The Masters field of 62 riders started out at a quick pace. About 20 riders were from Louisiana, 10 from Texas, the same number from Florida and the rest from 4 or 5 other states. I was in the red zone a couple of times within 15 miles so I was shuffled towards the back when we hit a hairpin turn at the first gravel section. (I noticed in the results later that ¼ of the field were Category 1 or 2.) Being near the back I was able to avoid the flailing and falling at the beginning of the gravel, but saw the pack leave. At least I had a clear line of sight. I could see the decisions of the 150 riders preceeding us left in the road by the tire tracks and was beginning to gain some confidence in the loose stuff when the front wheel washed out in a corner and I completed a slow arcing descent to the ground. So now I was in chase mode. Managed to hook up with two others as we left the gravel at mile 22. We worked pretty well together then took advantage of three Cat 3/4 teammates who had wheel trouble and were catching up to us from their start a half hour before the Masters. Got a good tow from them to the second gravel at mile 24.

The second section began with a steep loose hill which had almost everyone that I saw dismounting, including me, but I had the advantage of mountain bike shoes and a ‘cross bike so I was able to remount before others, so I moved up in position. But the strong guys were long gone, after 6 miles of gravel. The next segment was 34 miles of smooth road, so a group of almost 20 coalesced, then split into two, re-grouped and approached the third gravel section about 12 strong. Here began the biggest climb – about 280 feet in 0.6 miles – lost traction and was walking again. On the backside we encountered a “beach”. When I got off the bike the sand was 2” deep over the rim – with no weight on the bike. As much as I like the challenge of riding unpaved roads, I am always relieved when it is over – this time I picked up a bottle of water from neutral support after the gravel.

I had got ahead of the majority in my group but emerged solo and was now encountering a headwind, so was happy to see a rider in read come up to me; Jason was another Master who had been set back with a flat and he was moving but I helped him as best I could and he was generous to let me stay for several miles. Working with Jason was the hardest effort of the race, but it paid off. We encountered a set of short steep hills which looked like it had fractured a group of 6. Jason ploughed on and I hung with the group – of mostly dropped 3/ 4’s.

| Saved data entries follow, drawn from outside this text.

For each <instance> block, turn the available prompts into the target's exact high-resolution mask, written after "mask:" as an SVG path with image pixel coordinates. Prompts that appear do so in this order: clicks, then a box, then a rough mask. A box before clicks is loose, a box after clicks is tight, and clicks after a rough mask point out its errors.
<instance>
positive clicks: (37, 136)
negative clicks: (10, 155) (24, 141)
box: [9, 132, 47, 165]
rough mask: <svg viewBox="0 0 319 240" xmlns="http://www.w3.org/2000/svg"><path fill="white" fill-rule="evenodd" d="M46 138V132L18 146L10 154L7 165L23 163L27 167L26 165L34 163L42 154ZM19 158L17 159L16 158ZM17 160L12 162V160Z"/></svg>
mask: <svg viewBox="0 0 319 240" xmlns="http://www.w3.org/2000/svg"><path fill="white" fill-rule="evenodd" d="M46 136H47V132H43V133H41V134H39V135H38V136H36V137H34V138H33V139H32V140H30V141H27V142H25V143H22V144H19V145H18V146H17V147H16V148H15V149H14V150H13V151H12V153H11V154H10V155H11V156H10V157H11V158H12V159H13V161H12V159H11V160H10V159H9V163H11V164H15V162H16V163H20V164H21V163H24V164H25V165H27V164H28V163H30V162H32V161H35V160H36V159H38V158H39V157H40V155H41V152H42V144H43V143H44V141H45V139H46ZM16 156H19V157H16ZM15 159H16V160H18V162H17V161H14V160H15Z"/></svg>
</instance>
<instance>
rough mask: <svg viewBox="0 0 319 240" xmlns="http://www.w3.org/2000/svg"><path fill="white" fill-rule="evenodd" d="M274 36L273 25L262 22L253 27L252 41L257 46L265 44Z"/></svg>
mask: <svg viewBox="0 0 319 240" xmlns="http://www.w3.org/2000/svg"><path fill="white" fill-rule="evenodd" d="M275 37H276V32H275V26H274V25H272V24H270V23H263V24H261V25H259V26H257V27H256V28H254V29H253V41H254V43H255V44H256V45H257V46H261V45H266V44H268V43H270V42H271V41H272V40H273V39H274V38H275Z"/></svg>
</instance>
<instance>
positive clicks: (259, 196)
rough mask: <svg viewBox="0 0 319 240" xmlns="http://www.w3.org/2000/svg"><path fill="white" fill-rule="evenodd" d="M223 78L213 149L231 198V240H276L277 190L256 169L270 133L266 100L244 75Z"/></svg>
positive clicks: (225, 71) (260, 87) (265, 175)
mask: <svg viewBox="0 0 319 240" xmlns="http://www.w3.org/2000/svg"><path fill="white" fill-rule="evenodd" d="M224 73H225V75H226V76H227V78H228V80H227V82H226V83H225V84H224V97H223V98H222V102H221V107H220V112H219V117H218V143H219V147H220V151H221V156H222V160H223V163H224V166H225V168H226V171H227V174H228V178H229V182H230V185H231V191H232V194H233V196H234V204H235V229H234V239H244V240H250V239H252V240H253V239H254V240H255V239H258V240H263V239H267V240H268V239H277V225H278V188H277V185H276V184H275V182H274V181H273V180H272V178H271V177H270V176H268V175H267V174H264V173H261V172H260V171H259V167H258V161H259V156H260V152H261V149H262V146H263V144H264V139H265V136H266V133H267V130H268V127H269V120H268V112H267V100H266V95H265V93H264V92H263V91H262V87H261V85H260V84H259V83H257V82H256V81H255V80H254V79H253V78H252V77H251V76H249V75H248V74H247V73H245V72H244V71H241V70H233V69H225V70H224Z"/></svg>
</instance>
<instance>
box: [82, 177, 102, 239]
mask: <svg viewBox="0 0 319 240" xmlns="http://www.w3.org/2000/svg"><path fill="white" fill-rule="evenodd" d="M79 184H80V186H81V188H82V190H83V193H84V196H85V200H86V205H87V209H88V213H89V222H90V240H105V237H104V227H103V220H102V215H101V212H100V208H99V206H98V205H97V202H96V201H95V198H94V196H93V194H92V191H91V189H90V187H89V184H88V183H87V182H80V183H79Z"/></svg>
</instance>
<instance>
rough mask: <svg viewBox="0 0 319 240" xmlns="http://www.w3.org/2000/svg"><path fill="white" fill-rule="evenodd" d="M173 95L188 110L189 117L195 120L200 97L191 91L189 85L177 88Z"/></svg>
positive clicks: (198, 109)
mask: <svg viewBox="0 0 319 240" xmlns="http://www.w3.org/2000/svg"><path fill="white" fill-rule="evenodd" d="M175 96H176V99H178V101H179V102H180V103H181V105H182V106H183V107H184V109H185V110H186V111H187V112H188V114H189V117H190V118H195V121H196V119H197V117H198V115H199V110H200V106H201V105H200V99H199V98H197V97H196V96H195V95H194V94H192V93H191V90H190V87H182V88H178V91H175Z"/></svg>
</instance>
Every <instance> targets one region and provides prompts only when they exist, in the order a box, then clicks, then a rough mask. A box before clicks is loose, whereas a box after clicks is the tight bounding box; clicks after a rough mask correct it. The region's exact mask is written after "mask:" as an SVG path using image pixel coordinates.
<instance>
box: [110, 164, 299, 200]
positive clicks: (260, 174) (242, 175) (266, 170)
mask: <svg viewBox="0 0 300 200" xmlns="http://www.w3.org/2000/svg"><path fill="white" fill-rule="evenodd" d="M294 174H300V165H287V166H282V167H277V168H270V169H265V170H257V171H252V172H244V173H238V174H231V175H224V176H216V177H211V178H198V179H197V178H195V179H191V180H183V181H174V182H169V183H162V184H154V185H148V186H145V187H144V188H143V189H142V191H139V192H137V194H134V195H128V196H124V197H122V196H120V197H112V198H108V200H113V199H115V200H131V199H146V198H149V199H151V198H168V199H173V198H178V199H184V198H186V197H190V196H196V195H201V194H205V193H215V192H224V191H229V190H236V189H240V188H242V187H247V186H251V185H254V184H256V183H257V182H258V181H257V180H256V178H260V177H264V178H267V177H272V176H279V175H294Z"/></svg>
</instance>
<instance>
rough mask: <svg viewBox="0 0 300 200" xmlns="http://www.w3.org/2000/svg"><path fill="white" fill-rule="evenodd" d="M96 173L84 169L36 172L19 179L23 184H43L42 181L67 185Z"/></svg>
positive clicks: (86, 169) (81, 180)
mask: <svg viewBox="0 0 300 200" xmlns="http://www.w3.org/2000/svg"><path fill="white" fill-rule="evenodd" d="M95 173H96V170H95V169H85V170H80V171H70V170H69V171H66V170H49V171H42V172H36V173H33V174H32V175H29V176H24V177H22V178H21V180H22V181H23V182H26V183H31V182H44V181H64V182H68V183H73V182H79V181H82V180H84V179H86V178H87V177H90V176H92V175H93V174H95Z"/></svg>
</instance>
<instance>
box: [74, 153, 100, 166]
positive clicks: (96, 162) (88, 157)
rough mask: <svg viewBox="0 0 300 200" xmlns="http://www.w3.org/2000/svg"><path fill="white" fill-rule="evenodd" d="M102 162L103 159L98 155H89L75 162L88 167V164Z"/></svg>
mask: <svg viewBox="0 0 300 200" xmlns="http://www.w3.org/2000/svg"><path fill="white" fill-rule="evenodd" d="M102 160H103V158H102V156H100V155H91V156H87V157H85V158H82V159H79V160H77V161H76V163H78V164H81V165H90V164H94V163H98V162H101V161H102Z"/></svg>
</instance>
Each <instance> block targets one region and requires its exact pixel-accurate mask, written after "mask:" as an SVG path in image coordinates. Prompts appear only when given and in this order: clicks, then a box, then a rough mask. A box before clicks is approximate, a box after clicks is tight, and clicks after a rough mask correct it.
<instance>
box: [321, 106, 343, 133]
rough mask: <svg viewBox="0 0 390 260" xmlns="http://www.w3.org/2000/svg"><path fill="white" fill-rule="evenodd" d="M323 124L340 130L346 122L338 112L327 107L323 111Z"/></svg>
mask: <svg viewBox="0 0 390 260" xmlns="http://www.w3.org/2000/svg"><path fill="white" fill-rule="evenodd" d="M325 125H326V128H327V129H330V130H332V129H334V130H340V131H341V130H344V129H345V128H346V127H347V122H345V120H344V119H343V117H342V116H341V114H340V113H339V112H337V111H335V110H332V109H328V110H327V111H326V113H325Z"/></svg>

The last gravel began at mile 82 and was approached with caution by the group. I was able to pull away on the uphills and tiptoe on the downhills and after a while I was alone – just the crunching of gravel under tire and wind in the trees what seemed like 100 feet overhead. I began to wonder if I was still on course but then came across a woman rider with cleat problems asking for help. I had just happened to hit a rut wrongly and was off the bike so I was obliged to aid. By the time I determined that I did not have the right tool, three riders had passed me so I was in chase mode again. I caught one of the three but never saw the other two in the last 20 miles of some very rough asphalt – I was glad to have 27c tires with 80/85 psi. Took my last GU and felt like I was still racing. Passed several Gran Fondo riders and finally encountered an Austin Bikes rider, Charles Dixon with two miles to go. We worked together; it was good to ride with someone after a long stint alone. At the 500 meter to go hill he was not interested so I finished ahead – one place and six minutes down on Jason, it turned out, who was 19th. I finished 2nd. in my 55+ age group!